Re: [PATCH 13/17] net: stmmac: Implement NAPI for TX

From: Giuseppe CAVALLARO
Date: Tue Jan 31 2017 - 05:28:30 EST


On 1/31/2017 10:11 AM, Corentin Labbe wrote:
The stmmac driver run TX completion under NAPI but without checking the
work done by the TX completion function.

This patch add work/budget to the TX completion function.

The visible effect is that it keep the driver longer under NAPI and
boost performance.
Under dwmac-sun8i the iperf goes from 140Mbit/s to 500Mbit/s.
Under dwmac-sunxi an iperf run use half less interrupts.

I think that this patch should be sent separately with more details
about the implementation you are adopting and results.

For example, in the timer callback you force 256 (it seems
DMA_TX_SIZE/2); do you think this should be tunable or fixed to
NAPI budget?

I'd like to understand if performance you get are for TCP traffic;
can you tell me what happens on unidirectional traffic?

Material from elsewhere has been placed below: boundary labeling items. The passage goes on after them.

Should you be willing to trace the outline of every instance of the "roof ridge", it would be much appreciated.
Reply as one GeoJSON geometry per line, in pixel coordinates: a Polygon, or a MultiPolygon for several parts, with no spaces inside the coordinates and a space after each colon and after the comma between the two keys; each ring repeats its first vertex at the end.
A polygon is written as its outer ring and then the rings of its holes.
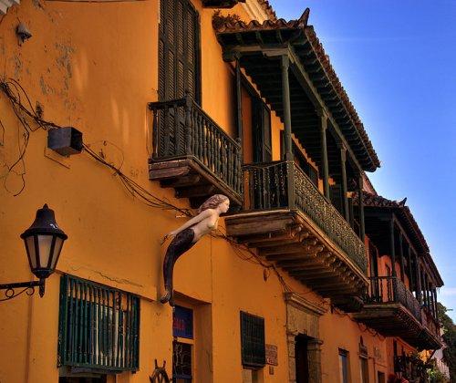
{"type": "Polygon", "coordinates": [[[380,161],[378,157],[377,156],[377,152],[374,150],[372,145],[372,141],[368,136],[366,129],[364,129],[364,124],[361,122],[359,115],[358,114],[353,103],[350,101],[348,94],[347,93],[345,88],[342,86],[340,79],[334,69],[331,60],[329,58],[329,55],[325,52],[325,48],[323,47],[323,44],[320,42],[320,39],[316,36],[316,32],[315,31],[314,26],[307,26],[306,31],[309,31],[306,33],[306,36],[309,39],[309,43],[314,48],[315,52],[317,54],[318,58],[322,62],[322,65],[325,70],[327,73],[327,77],[333,87],[335,88],[337,95],[342,99],[345,108],[347,109],[348,114],[353,119],[355,128],[362,138],[362,141],[365,142],[366,149],[370,153],[370,156],[374,161],[376,167],[380,167],[380,161]],[[310,38],[309,38],[310,37],[310,38]]]}

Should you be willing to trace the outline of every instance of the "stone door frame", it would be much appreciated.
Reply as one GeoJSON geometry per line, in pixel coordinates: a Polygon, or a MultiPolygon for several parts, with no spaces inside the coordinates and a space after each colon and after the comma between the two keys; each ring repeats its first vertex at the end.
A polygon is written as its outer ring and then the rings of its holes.
{"type": "Polygon", "coordinates": [[[309,383],[321,383],[321,345],[319,337],[319,316],[326,310],[295,293],[285,293],[286,304],[286,340],[288,347],[288,381],[296,382],[295,357],[295,337],[306,335],[310,339],[307,346],[309,363],[309,383]]]}

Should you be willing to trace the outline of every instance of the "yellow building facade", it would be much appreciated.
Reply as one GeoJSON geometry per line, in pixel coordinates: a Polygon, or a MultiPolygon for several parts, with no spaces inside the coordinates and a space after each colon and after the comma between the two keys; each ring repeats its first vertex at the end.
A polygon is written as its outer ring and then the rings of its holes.
{"type": "MultiPolygon", "coordinates": [[[[34,279],[19,234],[45,203],[68,239],[43,297],[0,303],[1,382],[142,382],[164,362],[176,382],[386,382],[395,356],[438,347],[432,334],[382,335],[362,308],[375,274],[359,192],[379,162],[308,12],[285,23],[262,0],[5,12],[0,283],[34,279]],[[48,147],[60,127],[82,132],[82,152],[48,147]],[[232,211],[176,263],[173,311],[160,303],[161,239],[216,192],[232,211]]],[[[417,300],[424,282],[409,278],[423,264],[430,307],[441,281],[415,250],[409,272],[398,251],[392,262],[417,300]]]]}

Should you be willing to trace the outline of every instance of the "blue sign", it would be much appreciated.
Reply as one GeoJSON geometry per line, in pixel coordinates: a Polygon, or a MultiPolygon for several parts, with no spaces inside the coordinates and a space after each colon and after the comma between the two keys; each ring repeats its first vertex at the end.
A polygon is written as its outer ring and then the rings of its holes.
{"type": "Polygon", "coordinates": [[[172,336],[193,339],[193,310],[181,305],[174,306],[172,336]]]}

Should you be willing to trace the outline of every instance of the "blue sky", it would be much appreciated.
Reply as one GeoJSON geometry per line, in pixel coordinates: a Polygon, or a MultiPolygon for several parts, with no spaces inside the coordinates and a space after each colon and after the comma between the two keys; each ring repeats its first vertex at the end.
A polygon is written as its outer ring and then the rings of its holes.
{"type": "Polygon", "coordinates": [[[454,311],[456,1],[270,0],[277,16],[310,8],[316,28],[381,160],[378,192],[408,197],[454,311]]]}

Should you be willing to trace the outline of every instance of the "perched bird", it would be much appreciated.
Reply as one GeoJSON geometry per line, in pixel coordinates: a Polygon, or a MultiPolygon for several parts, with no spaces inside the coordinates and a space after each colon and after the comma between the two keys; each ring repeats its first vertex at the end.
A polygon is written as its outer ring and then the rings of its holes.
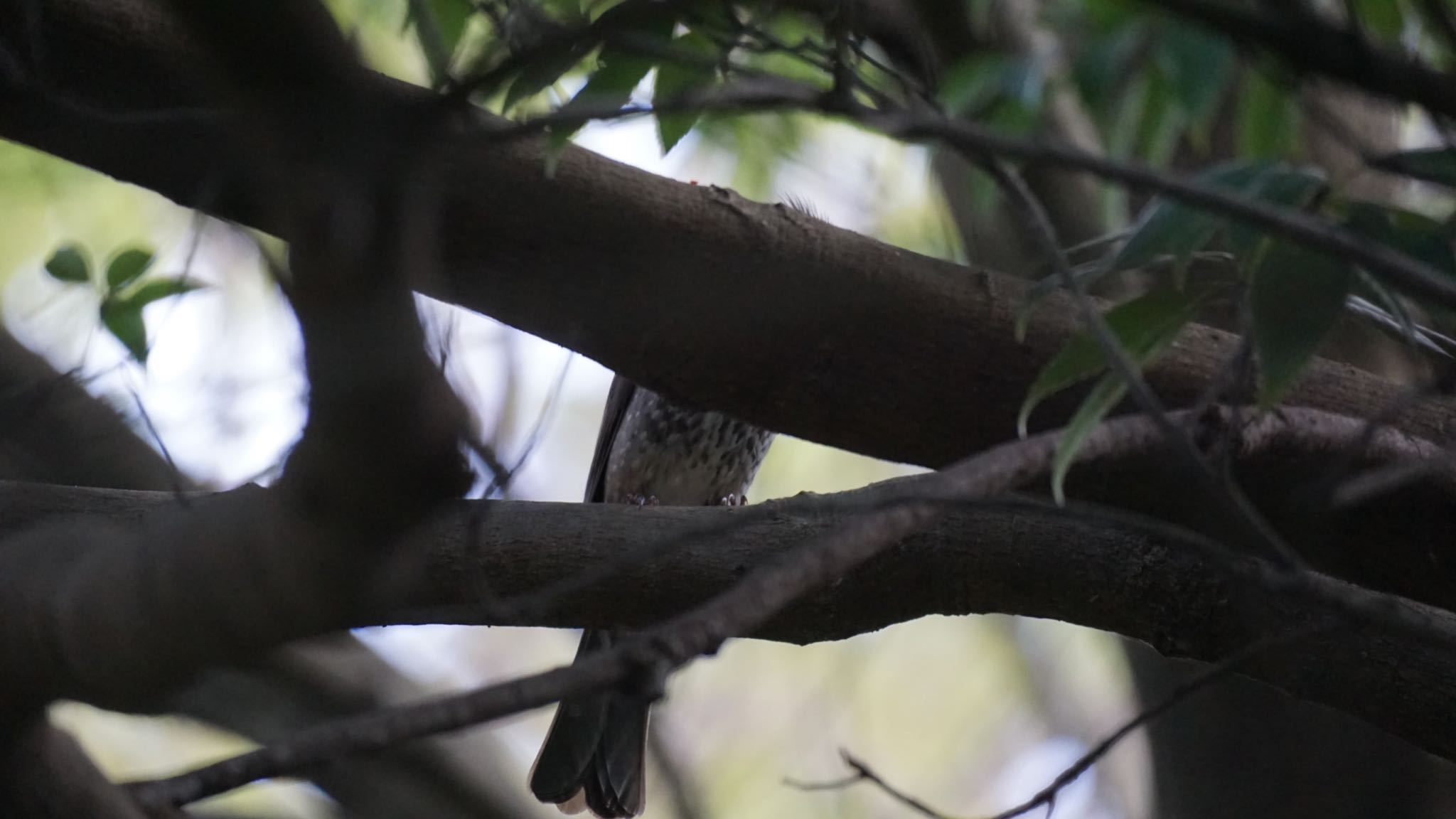
{"type": "MultiPolygon", "coordinates": [[[[738,506],[773,433],[693,410],[617,376],[597,433],[587,503],[738,506]]],[[[620,631],[587,630],[577,659],[620,631]]],[[[562,700],[531,768],[531,793],[565,813],[636,816],[646,797],[648,702],[619,691],[562,700]]]]}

Thx a lot for your effort, pls let me know

Regards
peppe


Signed-off-by: Corentin Labbe <clabbe.montjoie@xxxxxxxxx>
---
drivers/net/ethernet/stmicro/stmmac/stmmac_main.c | 18 ++++++++++++++----
1 file changed, 14 insertions(+), 4 deletions(-)

diff --git a/drivers/net/ethernet/stmicro/stmmac/stmmac_main.c b/drivers/net/ethernet/stmicro/stmmac/stmmac_main.c
index 2df36bd..e53b727 100644
--- a/drivers/net/ethernet/stmicro/stmmac/stmmac_main.c
+++ b/drivers/net/ethernet/stmicro/stmmac/stmmac_main.c
@@ -1299,10 +1299,11 @@ static void stmmac_dma_operation_mode(struct stmmac_priv *priv)
* @priv: driver private structure
* Description: it reclaims the transmit resources after transmission completes.
*/
-static void stmmac_tx_clean(struct stmmac_priv *priv)
+static int stmmac_tx_clean(struct stmmac_priv *priv, int budget)
{
unsigned int bytes_compl = 0, pkts_compl = 0;
unsigned int entry = priv->dirty_tx;
+ int work = 0;

netif_tx_lock(priv->dev);

@@ -1369,6 +1370,9 @@ static void stmmac_tx_clean(struct stmmac_priv *priv)
priv->hw->desc->release_tx_desc(p, priv->mode);

entry = STMMAC_GET_ENTRY(entry, DMA_TX_SIZE);
+ work++;
+ if (work >= budget)
+ break;
}
priv->dirty_tx = entry;

@@ -1386,6 +1390,11 @@ static void stmmac_tx_clean(struct stmmac_priv *priv)
mod_timer(&priv->eee_ctrl_timer, STMMAC_LPI_T(eee_timer));
}
netif_tx_unlock(priv->dev);
+
+ if (work < budget)
+ work = 0;
+
+ return work;
}

static inline void stmmac_enable_dma_irq(struct stmmac_priv *priv)
@@ -1617,7 +1626,7 @@ static void stmmac_tx_timer(unsigned long data)
{
struct stmmac_priv *priv = (struct stmmac_priv *)data;

- stmmac_tx_clean(priv);
+ stmmac_tx_clean(priv, 256);
}

/**
@@ -2657,9 +2666,10 @@ static int stmmac_poll(struct napi_struct *napi, int budget)
int work_done = 0;

priv->xstats.napi_poll++;
- stmmac_tx_clean(priv);
+ work_done += stmmac_tx_clean(priv, budget);

- work_done = stmmac_rx(priv, budget);
+ if (work_done < budget)
+ work_done += stmmac_rx(priv, budget - work_done);
if (work_done < budget) {
napi_complete(napi);
stmmac_enable_dma_irq(priv);